Official statistics record that more than 3,000 coal miners died in mining accidents from 1941 to April 2014. In 2012, 78 miners were killed in accidents, and 95 died in 2013. Prior to the Soma disaster, the deadliest accident in recent Turkish mining history occurred in 1992, when an explosion at a mine in Zonguldak on the Black Sea killed 263 people.

National Geographic quoted Yücel Demiral, an occupational health specialist based in western Turkey who co-authored a paper last year on coal mine safety, as saying there were only 1,000 government workplace inspectors in a country of 81 million, and that supervisory authorities lacked resources. "There is a lack of supervision and auditing, and the conditions are primitive in both public and private enterprises."

The AKP has nearly doubled the share of coal in Turkey's domestic energy production through its privatization drive.

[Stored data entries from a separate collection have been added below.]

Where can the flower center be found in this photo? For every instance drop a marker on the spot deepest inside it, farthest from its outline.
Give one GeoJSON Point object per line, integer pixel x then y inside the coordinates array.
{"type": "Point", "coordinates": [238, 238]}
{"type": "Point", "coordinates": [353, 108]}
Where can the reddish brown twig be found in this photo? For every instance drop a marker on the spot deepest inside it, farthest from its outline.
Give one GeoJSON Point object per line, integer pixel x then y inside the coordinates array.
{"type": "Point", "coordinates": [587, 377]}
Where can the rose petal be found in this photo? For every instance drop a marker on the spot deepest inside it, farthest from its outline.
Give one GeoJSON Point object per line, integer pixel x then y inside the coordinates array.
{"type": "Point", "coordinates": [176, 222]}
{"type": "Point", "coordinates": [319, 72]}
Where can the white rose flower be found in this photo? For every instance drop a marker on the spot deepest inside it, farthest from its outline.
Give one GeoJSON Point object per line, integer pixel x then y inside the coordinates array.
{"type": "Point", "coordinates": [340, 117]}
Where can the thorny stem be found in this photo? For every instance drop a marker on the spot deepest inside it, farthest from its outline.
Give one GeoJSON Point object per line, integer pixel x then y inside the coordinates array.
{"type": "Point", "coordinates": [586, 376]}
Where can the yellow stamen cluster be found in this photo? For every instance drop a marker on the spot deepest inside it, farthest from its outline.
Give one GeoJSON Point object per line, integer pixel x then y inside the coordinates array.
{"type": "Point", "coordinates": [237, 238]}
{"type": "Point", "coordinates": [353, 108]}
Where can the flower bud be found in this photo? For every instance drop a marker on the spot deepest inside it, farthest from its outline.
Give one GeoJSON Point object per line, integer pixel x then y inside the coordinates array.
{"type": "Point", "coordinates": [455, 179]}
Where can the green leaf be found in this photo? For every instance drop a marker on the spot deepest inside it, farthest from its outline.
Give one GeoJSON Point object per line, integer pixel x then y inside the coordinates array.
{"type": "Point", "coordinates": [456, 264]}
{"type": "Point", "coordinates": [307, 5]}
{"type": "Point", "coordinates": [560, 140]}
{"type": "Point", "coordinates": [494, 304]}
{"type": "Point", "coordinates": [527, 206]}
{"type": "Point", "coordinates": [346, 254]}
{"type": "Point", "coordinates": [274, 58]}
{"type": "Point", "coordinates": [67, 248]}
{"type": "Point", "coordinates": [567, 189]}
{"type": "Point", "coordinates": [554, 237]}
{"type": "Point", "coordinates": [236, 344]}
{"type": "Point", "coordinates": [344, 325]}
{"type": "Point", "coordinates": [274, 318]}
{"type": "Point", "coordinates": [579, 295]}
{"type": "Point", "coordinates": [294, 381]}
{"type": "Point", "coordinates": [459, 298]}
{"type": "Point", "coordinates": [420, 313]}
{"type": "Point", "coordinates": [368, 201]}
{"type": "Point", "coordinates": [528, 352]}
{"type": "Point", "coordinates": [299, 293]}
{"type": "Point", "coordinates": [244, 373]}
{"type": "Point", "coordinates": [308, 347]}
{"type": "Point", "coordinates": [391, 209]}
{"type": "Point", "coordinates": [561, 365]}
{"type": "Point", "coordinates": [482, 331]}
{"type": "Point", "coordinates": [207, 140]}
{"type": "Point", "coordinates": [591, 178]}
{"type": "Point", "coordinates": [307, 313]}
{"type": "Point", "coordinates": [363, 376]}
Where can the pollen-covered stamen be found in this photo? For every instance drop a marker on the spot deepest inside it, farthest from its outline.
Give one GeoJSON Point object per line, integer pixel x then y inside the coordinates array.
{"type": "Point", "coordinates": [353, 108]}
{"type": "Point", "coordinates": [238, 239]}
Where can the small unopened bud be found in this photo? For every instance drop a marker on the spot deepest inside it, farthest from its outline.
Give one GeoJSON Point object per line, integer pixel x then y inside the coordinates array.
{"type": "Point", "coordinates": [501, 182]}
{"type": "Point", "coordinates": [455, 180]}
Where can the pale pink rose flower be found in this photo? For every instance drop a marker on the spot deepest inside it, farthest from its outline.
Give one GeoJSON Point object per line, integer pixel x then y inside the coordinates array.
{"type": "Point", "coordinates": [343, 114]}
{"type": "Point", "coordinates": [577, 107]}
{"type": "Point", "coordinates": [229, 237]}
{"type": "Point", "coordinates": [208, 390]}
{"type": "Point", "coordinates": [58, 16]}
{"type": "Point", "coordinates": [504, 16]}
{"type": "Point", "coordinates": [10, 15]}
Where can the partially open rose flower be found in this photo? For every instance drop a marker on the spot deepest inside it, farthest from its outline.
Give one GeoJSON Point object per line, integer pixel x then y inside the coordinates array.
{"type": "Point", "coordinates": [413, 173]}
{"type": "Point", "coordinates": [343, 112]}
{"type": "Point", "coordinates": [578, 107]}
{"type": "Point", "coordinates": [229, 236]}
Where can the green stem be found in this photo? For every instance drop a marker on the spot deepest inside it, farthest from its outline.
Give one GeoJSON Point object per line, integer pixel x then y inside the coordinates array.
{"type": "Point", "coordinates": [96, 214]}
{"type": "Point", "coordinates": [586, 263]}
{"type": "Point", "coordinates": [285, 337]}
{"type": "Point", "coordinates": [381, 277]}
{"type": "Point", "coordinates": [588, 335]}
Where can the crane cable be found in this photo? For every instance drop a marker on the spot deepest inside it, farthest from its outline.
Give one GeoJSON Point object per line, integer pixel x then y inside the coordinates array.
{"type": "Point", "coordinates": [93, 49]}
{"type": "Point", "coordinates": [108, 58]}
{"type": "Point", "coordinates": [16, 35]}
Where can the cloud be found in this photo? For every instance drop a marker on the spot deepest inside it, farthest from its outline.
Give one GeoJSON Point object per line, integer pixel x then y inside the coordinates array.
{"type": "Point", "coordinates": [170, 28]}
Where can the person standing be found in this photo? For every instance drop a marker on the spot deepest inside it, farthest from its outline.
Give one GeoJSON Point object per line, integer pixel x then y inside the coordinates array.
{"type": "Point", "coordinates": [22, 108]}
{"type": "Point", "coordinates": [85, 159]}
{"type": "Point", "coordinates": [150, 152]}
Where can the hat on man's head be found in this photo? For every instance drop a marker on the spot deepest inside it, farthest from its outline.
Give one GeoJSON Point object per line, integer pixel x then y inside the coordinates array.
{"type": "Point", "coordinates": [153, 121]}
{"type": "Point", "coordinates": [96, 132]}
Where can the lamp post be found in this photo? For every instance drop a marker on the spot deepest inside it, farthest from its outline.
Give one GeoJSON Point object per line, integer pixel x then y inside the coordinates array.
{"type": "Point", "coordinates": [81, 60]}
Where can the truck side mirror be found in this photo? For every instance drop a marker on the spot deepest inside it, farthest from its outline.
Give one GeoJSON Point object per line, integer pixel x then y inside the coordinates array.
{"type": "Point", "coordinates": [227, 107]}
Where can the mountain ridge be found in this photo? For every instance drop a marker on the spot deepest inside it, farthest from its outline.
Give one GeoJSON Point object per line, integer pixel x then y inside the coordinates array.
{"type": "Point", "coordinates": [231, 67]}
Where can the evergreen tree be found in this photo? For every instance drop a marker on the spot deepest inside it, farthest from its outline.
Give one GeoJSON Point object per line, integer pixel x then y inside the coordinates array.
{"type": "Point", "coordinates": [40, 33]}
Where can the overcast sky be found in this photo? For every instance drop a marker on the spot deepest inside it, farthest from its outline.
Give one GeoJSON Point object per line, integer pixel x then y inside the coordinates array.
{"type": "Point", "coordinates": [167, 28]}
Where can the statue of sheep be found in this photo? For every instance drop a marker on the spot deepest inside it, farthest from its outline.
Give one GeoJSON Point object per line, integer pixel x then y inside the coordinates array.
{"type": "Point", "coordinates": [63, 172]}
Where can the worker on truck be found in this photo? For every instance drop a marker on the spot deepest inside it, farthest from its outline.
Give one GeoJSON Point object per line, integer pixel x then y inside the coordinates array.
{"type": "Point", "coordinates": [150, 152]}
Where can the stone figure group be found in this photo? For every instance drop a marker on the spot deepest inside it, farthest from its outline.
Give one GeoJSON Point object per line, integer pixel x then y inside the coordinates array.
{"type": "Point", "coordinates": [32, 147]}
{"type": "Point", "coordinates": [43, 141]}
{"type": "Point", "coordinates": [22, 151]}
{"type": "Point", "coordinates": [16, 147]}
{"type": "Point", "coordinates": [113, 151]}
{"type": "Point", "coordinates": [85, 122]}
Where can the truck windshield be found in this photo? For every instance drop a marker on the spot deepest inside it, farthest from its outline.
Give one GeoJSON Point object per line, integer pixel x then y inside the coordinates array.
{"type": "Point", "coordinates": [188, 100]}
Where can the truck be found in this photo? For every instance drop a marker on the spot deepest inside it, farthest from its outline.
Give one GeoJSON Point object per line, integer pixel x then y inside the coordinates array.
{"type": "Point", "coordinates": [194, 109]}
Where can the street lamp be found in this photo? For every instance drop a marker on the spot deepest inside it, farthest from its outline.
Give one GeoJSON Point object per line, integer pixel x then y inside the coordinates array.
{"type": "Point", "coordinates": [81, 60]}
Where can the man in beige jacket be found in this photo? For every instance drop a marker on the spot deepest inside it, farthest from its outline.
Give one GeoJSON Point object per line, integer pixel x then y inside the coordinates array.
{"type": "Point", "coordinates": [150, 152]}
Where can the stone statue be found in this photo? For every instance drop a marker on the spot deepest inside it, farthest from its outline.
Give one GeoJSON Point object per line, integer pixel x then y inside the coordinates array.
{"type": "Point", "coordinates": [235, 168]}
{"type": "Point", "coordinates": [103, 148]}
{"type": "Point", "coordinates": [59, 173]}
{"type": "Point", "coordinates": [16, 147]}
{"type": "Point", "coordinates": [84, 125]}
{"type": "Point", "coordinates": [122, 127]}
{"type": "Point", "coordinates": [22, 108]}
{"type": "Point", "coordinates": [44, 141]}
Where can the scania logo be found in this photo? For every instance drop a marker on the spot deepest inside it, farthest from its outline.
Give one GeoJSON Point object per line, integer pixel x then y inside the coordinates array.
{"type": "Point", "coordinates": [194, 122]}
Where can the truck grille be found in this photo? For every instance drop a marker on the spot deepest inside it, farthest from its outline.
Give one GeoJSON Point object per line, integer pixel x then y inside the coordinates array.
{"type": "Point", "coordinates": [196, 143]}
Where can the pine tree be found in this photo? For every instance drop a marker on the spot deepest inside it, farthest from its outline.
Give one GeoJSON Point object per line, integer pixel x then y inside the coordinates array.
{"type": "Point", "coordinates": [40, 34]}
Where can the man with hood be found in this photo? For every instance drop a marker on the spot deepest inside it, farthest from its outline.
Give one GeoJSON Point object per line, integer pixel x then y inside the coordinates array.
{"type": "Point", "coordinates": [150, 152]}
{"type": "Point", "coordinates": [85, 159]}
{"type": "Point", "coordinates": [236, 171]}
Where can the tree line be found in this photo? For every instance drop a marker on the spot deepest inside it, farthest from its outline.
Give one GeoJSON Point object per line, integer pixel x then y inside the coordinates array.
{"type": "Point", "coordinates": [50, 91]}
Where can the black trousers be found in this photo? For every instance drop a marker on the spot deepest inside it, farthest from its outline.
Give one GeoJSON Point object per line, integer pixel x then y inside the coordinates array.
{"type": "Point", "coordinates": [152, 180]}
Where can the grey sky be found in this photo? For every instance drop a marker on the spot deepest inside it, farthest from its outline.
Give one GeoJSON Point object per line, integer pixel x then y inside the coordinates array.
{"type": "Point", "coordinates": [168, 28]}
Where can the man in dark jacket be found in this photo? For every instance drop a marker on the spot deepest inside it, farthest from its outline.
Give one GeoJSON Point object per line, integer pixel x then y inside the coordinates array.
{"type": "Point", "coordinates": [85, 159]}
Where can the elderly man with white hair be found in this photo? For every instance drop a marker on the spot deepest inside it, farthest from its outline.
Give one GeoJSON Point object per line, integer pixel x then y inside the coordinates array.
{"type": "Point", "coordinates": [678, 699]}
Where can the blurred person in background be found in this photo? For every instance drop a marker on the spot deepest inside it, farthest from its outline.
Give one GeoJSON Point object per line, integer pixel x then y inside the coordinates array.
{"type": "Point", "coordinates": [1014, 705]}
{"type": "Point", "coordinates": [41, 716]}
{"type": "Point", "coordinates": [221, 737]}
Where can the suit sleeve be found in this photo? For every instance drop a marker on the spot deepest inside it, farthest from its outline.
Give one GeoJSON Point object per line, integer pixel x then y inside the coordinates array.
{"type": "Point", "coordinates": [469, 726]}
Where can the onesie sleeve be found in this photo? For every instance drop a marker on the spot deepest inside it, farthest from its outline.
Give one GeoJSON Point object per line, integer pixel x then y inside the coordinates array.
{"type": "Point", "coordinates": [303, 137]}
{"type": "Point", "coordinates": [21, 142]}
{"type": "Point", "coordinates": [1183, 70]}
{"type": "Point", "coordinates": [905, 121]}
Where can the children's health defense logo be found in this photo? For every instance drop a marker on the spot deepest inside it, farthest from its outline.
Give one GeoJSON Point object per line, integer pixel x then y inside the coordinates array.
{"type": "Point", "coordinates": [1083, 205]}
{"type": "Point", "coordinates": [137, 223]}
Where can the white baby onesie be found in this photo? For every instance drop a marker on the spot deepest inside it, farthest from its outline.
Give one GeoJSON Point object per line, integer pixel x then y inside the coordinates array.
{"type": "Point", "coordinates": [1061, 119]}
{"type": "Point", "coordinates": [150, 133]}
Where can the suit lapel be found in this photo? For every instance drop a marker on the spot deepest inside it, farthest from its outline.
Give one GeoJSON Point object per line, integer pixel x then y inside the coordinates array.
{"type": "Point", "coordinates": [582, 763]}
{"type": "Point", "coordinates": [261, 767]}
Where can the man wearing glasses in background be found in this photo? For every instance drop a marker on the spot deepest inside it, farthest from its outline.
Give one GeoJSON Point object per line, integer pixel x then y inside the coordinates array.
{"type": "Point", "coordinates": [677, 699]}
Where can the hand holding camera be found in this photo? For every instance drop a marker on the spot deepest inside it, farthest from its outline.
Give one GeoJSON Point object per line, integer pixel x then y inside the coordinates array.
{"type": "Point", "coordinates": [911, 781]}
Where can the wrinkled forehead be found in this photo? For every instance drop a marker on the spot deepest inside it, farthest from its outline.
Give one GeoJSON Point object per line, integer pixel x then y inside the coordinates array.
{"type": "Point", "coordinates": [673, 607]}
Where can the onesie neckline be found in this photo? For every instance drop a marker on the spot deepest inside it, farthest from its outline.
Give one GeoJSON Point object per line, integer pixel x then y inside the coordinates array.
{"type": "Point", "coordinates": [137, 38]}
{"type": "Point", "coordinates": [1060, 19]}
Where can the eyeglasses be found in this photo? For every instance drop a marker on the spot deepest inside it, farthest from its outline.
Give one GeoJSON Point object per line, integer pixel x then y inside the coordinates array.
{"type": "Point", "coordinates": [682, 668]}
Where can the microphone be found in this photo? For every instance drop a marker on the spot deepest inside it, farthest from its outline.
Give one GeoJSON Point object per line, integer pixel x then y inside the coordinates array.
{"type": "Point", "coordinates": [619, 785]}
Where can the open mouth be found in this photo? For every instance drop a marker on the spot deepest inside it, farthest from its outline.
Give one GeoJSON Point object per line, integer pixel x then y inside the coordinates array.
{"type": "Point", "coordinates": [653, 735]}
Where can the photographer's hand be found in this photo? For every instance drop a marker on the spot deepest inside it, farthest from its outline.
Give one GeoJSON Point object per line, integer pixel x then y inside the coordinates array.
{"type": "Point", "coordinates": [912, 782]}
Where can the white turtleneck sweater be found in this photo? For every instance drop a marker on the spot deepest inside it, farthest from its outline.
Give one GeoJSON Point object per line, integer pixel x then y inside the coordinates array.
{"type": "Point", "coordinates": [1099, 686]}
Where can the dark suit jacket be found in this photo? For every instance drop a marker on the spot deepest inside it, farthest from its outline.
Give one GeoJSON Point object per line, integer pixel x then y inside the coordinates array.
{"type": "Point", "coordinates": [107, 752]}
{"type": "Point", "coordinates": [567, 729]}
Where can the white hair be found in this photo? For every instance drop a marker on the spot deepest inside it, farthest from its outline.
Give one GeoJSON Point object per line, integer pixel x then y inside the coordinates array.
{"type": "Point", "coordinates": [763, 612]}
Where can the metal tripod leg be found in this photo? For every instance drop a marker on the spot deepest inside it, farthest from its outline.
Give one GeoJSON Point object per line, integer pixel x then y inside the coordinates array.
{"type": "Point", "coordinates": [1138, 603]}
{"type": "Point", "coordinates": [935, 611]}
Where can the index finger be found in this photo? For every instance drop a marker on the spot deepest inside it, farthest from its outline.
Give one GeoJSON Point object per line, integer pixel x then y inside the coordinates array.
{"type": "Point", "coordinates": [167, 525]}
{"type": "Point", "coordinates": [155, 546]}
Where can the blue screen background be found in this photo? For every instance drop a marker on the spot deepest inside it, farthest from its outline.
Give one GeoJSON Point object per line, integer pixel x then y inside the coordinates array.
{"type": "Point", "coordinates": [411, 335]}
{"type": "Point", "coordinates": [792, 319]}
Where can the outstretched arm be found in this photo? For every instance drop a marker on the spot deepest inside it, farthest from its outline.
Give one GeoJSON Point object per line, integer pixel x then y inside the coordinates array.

According to Energy Minister Yildiz, 30% of the target energy production of 100 billion MWh per year in 2023 should be from domestically-produced coal, up from the current figure of 13%.

In a report released last month, the US Energy Information Administration (EIA) said that Turkish coal consumption has risen from 80 million tons to 110 million tons in the period 2001-10.

On May 18, Turkish police detained 24 people, including executives of Soma Holding.
Local media reported that Ramazan Dogru, the general manager of the mine, and its operations manager, Akin Celik, were among those being held on suspicion of "neglect and causing multiple deaths".

The arrests signal a shift in relations between the mining company and the government. After the accident, questions were asked about mine owner Alp Gürkan's political connections. His wife is said to be a local councillor for the governing party and in the past, Soma Holding was the source of the free bags of coal distributed by AKP in the run-up to elections.

The deaths have stirred up fresh antipathy towards the prime minister, Recep Tayyip Erdogan, who has been criticised for last summer's crackdown on protesters in Istanbul's Taksim Square and his increasingly intolerant stance towards any dissent. His comments that "this is what happens in coal mining" prompted a furious reaction in Soma, where he was confronted by angry protesters on May 14.

But the scale of the disaster and political fallout could finally shame the Turkish government into taking concrete steps to improve mine safety.